Since its release in November 2024, MCP has rapidly gained traction, becoming a simple and standardized way to connect language models with tools and data. This rapid adoption is a testament to the protocol’s effectiveness and ease of use. It has quickly filled a crucial gap in the AI development ecosystem, providing a much-needed common language for models and external resources.

MCP enables AI models to access data from sources such as enterprise tools and software to complete tasks, as well as access content libraries and application development environments. The protocol allows developers to establish bidirectional connections between data sources and AI-powered applications, such aschatbots. This bidirectional connection is crucial for enabling real-time interactions and dynamic updates between models and their environment.

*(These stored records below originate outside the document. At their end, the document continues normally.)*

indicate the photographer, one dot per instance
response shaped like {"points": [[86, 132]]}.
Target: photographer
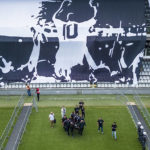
{"points": [[81, 126]]}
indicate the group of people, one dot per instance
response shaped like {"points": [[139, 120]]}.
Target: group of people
{"points": [[75, 121], [29, 91], [100, 122], [141, 135]]}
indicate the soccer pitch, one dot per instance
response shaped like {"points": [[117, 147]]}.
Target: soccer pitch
{"points": [[39, 135]]}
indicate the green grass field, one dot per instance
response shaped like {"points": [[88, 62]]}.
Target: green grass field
{"points": [[39, 135]]}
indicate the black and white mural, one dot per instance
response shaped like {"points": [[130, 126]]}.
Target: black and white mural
{"points": [[71, 40]]}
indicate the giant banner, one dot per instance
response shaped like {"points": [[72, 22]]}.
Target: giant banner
{"points": [[71, 40]]}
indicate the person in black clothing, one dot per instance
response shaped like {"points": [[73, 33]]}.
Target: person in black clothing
{"points": [[139, 129], [76, 109], [67, 126], [81, 105], [71, 127], [81, 126], [144, 141], [83, 112], [63, 120], [72, 115], [141, 134], [100, 122], [114, 126]]}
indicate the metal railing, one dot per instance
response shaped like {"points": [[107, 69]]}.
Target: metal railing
{"points": [[6, 131]]}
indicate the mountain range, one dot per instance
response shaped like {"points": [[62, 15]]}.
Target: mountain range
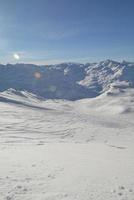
{"points": [[70, 81]]}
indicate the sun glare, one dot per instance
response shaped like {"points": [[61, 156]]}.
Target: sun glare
{"points": [[16, 56]]}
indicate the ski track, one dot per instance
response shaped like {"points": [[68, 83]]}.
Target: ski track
{"points": [[65, 153]]}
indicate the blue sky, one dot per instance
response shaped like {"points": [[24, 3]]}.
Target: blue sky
{"points": [[54, 31]]}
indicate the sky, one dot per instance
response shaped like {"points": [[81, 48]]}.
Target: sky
{"points": [[55, 31]]}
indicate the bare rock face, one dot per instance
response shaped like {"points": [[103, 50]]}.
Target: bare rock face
{"points": [[69, 81]]}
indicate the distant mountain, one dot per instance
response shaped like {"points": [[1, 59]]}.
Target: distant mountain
{"points": [[69, 81]]}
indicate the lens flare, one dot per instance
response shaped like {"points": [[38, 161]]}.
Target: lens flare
{"points": [[16, 56], [37, 75]]}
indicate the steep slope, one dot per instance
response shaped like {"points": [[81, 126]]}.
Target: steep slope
{"points": [[70, 81]]}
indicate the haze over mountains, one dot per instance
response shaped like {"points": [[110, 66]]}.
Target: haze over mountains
{"points": [[55, 149], [71, 81]]}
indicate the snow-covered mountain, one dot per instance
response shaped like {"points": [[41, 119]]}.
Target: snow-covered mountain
{"points": [[60, 149], [69, 81]]}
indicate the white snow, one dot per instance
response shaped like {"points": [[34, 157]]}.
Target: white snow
{"points": [[64, 150]]}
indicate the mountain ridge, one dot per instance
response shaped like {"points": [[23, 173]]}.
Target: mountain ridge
{"points": [[71, 81]]}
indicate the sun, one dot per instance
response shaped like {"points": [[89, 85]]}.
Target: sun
{"points": [[16, 56]]}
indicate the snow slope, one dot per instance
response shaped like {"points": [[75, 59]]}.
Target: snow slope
{"points": [[52, 148], [67, 150]]}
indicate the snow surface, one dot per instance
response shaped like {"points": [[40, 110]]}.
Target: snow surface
{"points": [[67, 150]]}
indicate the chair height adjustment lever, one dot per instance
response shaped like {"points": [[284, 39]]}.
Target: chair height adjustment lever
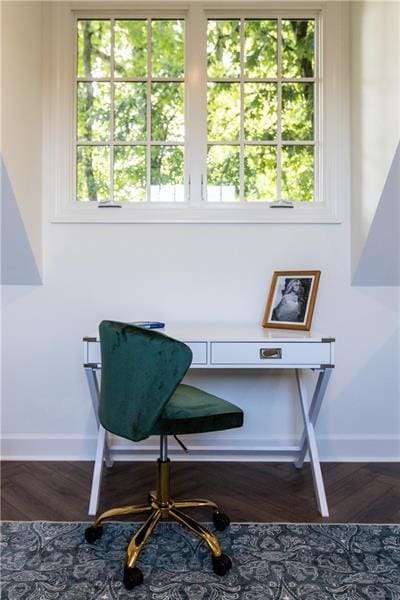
{"points": [[182, 445]]}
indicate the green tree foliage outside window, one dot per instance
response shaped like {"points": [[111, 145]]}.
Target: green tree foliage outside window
{"points": [[130, 128], [260, 109], [130, 107]]}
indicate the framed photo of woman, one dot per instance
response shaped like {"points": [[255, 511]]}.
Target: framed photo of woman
{"points": [[291, 299]]}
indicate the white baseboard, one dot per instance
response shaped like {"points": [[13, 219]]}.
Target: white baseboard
{"points": [[342, 448]]}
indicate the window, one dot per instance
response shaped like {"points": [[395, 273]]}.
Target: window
{"points": [[261, 110], [130, 110], [197, 115]]}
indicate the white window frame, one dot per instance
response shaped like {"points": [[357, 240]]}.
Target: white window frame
{"points": [[331, 133]]}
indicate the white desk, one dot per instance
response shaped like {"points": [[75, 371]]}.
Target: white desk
{"points": [[239, 347]]}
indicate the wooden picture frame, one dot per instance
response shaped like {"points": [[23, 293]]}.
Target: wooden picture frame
{"points": [[291, 299]]}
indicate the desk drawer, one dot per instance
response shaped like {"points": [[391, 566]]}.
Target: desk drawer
{"points": [[199, 350], [270, 353]]}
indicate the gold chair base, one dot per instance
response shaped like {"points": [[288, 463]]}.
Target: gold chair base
{"points": [[161, 506], [169, 510]]}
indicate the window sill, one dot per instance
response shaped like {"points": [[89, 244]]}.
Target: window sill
{"points": [[185, 213]]}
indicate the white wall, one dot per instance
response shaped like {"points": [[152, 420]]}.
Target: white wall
{"points": [[203, 273]]}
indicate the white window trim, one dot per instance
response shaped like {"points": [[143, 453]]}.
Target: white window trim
{"points": [[333, 128]]}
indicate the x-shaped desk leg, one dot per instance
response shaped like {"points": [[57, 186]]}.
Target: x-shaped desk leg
{"points": [[102, 451], [308, 441]]}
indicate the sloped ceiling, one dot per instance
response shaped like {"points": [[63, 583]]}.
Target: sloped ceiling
{"points": [[379, 262], [18, 265]]}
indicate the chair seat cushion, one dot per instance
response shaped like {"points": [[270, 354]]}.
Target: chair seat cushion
{"points": [[191, 410]]}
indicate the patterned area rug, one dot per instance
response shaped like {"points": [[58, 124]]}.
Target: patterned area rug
{"points": [[51, 561]]}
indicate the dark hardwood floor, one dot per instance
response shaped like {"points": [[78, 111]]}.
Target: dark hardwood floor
{"points": [[261, 492]]}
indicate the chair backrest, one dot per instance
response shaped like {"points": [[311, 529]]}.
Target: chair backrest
{"points": [[140, 371]]}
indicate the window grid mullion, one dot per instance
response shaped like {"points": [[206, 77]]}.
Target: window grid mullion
{"points": [[112, 113], [279, 115], [148, 112], [241, 131]]}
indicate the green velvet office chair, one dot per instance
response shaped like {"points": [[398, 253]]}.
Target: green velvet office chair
{"points": [[142, 395]]}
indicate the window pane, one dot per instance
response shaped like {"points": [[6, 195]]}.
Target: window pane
{"points": [[130, 173], [167, 174], [260, 173], [93, 118], [223, 178], [130, 111], [223, 111], [297, 111], [130, 48], [260, 48], [93, 173], [223, 48], [298, 173], [167, 45], [167, 113], [260, 111], [298, 48], [94, 48]]}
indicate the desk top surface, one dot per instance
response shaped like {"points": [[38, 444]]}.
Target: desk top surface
{"points": [[234, 332]]}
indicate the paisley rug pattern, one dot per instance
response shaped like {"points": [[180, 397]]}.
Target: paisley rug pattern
{"points": [[52, 561]]}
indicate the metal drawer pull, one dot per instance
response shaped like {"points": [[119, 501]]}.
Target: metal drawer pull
{"points": [[270, 352]]}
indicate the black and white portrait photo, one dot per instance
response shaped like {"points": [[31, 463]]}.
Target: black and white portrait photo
{"points": [[291, 299]]}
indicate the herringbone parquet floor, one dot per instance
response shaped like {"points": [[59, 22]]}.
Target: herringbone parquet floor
{"points": [[261, 492]]}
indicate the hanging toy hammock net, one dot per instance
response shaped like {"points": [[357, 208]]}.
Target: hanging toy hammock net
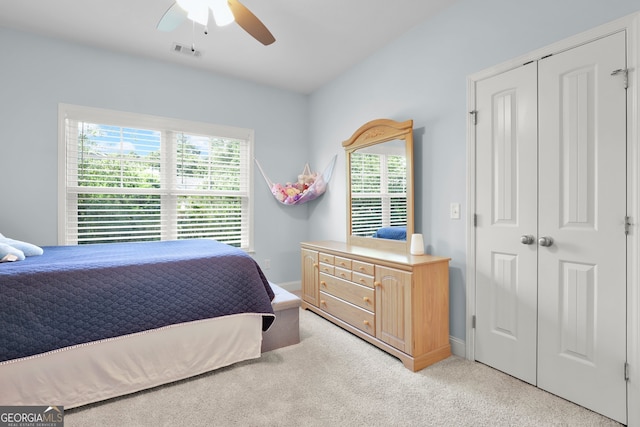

Developers can expose data interfaces through MCP servers and build MCP clients (such as applications and workflows) to connect to these servers. This server-client architecture provides a flexible and scalable framework for integrating AI models with a wide variety of data sources and applications. The decoupling of data sources and AI models through MCP servers allows for independent development and updates, minimizing dependencies and increasing maintainability. Since Anthropic open-sourced MCP, multiple companies have integrated MCP support into their platforms. This widespread adoption further solidifies MCP’s role as an industry standard.

The convergence of Ironwood’s hardware advancements, the A2A protocol for agent collaboration, and the adoption of MCP represents a holistic approach to advancing the capabilities and applicability of AI. Google’s commitment to both hardware and software innovation positions it at the forefront of the AI revolution, poised to unlock new possibilities and transform industries across the globe.